Flächenkulisse schafft Naturschutzschwerpunkt im Westen
Aus der Flächenkulisse des dritten Übertragungspaketes nach 2008 und 2013 ergibt sich für die DBU erstmals auch ein Naturschutzschwerpunkt im Westen: 19 der 23 übertragenen Liegenschaften liegen in Westdeutschland – zehn davon in Nordrhein-Westfalen und fünf in Niedersachsen. Bislang war die DBU-Tochter für 47 Flächen mit rund 60 000 Hektar verantwortlich, wobei die meisten Flächen in den neuen Bundesländern liegen. Das Naturerbe sei ein Geschenk, das uns die Überwindung der deutschen Teilung und die europäische Friedensordnung nach dem Ende des Kalten Krieges gemacht haben, erklärte Bottermann. Staatssekretär Spahn ergänzte: »Sie können auf Ihren umfangreichen Erfahrungen in Ostdeutschland aufbauen und haben mit der Bundesanstalt für Immobilienaufgaben, Sparte Bundesforst, einen langjährigen Wegbegleiter und verlässlichen Partner bei der Umsetzung vor Ort«. Als Staatssekretär des Bundesfinanzministeriums als übergeordnete Behörde der Bundesanstalt für Immobilienaufgaben (BImA) und Vertreter der Flächengeber freue er sich, dass die DBU-Tochter den bestehenden Dienstleistungsvertrag mit der Bundesanstalt für Immobilienaufgaben erweitern wolle und so die Bundesförster weiterhin als Ansprechpartner vor Ort tätig sein würden. »Naturschutzarbeit kostet Geld und ist immer von einem guten partnerschaftlichen Miteinander der Akteure vor Ort abhängig«, erklärte Bottermann. Bis zu 5 Mio. Euro im Jahr werde die Stiftung ins DBU Naturerbe investieren. Das sei für kommende Generationen gut investiertes Geld, stellte Caesar klar: »Die Entscheidung des Bundes, 156 000 Hektar für Naturschutzkernzonen zu sichern, kann gar nicht hoch genug bewertet werden«.

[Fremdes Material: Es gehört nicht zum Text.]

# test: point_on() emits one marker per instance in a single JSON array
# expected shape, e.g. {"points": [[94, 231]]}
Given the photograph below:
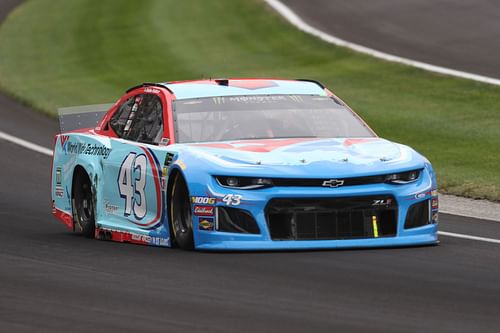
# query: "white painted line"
{"points": [[477, 238], [294, 19], [25, 144]]}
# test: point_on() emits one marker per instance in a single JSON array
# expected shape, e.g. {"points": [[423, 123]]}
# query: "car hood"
{"points": [[306, 157]]}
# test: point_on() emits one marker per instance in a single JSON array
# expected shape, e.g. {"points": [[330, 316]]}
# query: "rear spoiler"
{"points": [[84, 116]]}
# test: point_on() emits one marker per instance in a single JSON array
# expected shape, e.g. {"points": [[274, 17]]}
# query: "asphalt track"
{"points": [[457, 34], [52, 280]]}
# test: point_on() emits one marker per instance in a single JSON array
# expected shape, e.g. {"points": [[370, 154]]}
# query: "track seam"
{"points": [[25, 144], [299, 23]]}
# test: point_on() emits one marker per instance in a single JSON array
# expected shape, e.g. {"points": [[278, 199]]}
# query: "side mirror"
{"points": [[164, 142]]}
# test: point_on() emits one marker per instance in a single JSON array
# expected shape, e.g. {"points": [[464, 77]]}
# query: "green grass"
{"points": [[59, 53]]}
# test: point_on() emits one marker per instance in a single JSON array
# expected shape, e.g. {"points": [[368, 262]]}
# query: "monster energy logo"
{"points": [[219, 100]]}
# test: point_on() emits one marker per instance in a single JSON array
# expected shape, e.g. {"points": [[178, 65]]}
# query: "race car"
{"points": [[239, 164]]}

Auf drei Flächen werden noch militärische Übungen abgehalten
Im aktuellen Rahmenvertrag ist für drei Flächen und für eine begrenzte Zeit ein weiterer militärischer Übungsbetrieb vorgesehen. Dies ist bei den Übungsplätzen Schwanewede (Niedersachsen/Bremen), Dudenhofen (Rheinland-Pfalz) und Paderborn-Lieth (Nordrhein-Westfalen) der Fall. Im Haushaltsausschuss des Bundestages habe man jedoch großen Wert darauf gelegt, dass diese naturschutzfachlich bedeutsamen Flächen nach Aufgabe durch die militärische Nutzung umgehend an die DBU-Tochter übergeben würden, erläuterte Caesar als Ausschussmitglied eine Besonderheit im Rahmenvertrag.
Anlässlich der Vertragsunterzeichnung (siehe Seite 1) unterhielt sich DBU aktuell mit Prof. Dr. Werner Wahmhoff, stellvertretender Generalsekretär der Deutschen Bundesstiftung Umwelt (DBU) und Fachlicher Leiter sowie Prokurist des DBU Naturerbe.

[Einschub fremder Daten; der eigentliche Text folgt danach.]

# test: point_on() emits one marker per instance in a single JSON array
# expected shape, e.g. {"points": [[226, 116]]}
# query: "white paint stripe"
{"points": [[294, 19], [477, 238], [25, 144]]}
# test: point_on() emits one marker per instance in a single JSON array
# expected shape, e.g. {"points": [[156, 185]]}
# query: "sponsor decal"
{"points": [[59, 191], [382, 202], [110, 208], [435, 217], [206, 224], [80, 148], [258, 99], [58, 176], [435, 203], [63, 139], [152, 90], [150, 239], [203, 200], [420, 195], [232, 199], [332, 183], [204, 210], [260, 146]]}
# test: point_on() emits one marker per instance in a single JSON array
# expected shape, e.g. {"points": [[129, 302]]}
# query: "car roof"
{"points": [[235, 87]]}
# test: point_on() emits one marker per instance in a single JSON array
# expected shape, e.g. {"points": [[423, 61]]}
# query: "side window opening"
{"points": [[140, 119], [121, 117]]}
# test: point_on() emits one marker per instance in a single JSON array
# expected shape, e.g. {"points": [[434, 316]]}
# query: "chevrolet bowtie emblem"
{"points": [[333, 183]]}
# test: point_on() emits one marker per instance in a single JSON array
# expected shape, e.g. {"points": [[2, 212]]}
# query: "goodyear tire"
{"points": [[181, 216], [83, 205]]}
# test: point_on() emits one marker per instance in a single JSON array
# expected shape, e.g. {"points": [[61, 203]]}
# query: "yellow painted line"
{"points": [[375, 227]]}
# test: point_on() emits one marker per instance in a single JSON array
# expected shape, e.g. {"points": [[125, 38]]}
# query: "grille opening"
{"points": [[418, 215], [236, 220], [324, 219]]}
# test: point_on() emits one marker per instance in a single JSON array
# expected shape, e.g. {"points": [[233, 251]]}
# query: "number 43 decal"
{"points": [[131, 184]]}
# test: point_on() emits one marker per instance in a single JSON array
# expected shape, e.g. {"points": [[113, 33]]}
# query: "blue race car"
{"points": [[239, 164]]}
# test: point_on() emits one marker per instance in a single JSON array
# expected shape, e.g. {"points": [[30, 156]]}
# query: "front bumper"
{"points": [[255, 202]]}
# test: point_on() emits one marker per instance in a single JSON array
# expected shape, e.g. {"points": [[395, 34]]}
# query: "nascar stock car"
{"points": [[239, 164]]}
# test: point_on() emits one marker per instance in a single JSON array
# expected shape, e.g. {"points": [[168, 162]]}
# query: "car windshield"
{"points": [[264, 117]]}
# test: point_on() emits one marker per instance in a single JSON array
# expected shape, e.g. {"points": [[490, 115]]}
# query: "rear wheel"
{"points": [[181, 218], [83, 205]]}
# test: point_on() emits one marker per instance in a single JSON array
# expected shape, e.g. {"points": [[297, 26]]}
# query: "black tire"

DBU aktuell: Welche Naturschutzstrategien verfolgen Sie?
Wahmhoff: Grundsätzlich werden auf unseren Flächen offene Lebensräume mit seltenen Arten durch Pflege bewahrt, naturnahe Wälder ohne menschlichen Eingriff zu neuer Wildnis entwickelt, artenarme Forste in naturnahe Wälder überführt und Feuchtbiotope ökologisch aufgewertet und erhalten. Sobald also eine Waldfläche eine bestimmte Naturnähe aufweist, werden wir der Natur freien Lauf lassen. Bis dahin wird es aber weiterhin zu Holzeinschlägen kommen, um monotone Wirtschaftswälder renaturieren zu können. Wir verfolgen demnach zwei Naturschutzstrategien: im Wald ist es unser Ziel, langfristig der Natur freien Lauf zu lassen. Ganz anders im Offenland: Seltene Lebensräume wollen wir pflegen, um ihren Zustand zu erhalten, beziehungsweise zu verbessern.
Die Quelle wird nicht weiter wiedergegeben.